Laboratoire de l’Université Marien-Ngouabi qui regroupe les chercheurs de cinq parcours-types concernés par l’étude des langues dans leurs divers aspects, le Cerello s’inscrit dans la mouvance de description et de théorisation des langues africaines dans leur globalité et complexité. Il a voulu, par le colloque qu'il vient d'organiser, d'éveiller l'amour pour des recherches approfondies sur les langues africaines menacées de disparition. A travers cette rencontre, le Cerello a voulu aussi se souvenir du chercheur congolais qui avait dédié sa vie à l’étude des langues, à savoir le Pr Antoine Ndinga Oba. 

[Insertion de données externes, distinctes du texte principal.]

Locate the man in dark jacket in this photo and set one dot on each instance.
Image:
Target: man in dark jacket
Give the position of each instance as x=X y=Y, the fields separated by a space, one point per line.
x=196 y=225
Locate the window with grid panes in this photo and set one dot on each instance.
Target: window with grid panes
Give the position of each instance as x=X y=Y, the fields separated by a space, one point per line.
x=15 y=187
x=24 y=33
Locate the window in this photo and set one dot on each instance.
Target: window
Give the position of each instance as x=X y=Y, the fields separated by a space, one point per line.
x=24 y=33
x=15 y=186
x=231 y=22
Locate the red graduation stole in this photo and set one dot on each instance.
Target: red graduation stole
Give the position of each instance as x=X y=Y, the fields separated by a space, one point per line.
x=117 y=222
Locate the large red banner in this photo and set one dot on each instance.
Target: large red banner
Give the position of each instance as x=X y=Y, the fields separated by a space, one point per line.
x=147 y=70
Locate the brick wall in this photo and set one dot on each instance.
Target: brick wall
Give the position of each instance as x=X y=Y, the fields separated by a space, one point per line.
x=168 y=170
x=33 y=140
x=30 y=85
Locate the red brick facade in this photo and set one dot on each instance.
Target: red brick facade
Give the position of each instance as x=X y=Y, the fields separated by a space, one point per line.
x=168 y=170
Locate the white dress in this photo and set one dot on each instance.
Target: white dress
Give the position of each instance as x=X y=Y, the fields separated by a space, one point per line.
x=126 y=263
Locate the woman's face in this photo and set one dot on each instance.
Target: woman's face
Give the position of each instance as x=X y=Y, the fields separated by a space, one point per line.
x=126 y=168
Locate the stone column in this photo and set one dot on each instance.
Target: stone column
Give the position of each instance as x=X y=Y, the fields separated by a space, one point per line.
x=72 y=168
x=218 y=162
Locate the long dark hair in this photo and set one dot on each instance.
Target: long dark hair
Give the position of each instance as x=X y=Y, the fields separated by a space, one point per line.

« Une manière bien sûr d’honorer son œuvre mais aussi et surtout de dire à tous qu’il y a péril pour nos langues et donc nos cultures. Autant, aujourd’hui, le réchauffement climatique alarme le monde entier, autant il en sera de nos cultures demain qui prendront un coup si elles venaient à disparaÏtre. De cette manière, plus personne n’écrira notre histoire ; l’histoire de nos langues qui valent autant que nos langues d’ailleurs. Il faut que les scientifiques s’activent à consigner ce qui reste encore de celles-ci. Ce sera un immense héritage à laisser aux générations futures », a estimé le Pr Yvon Pierre Ndongo-Ibara.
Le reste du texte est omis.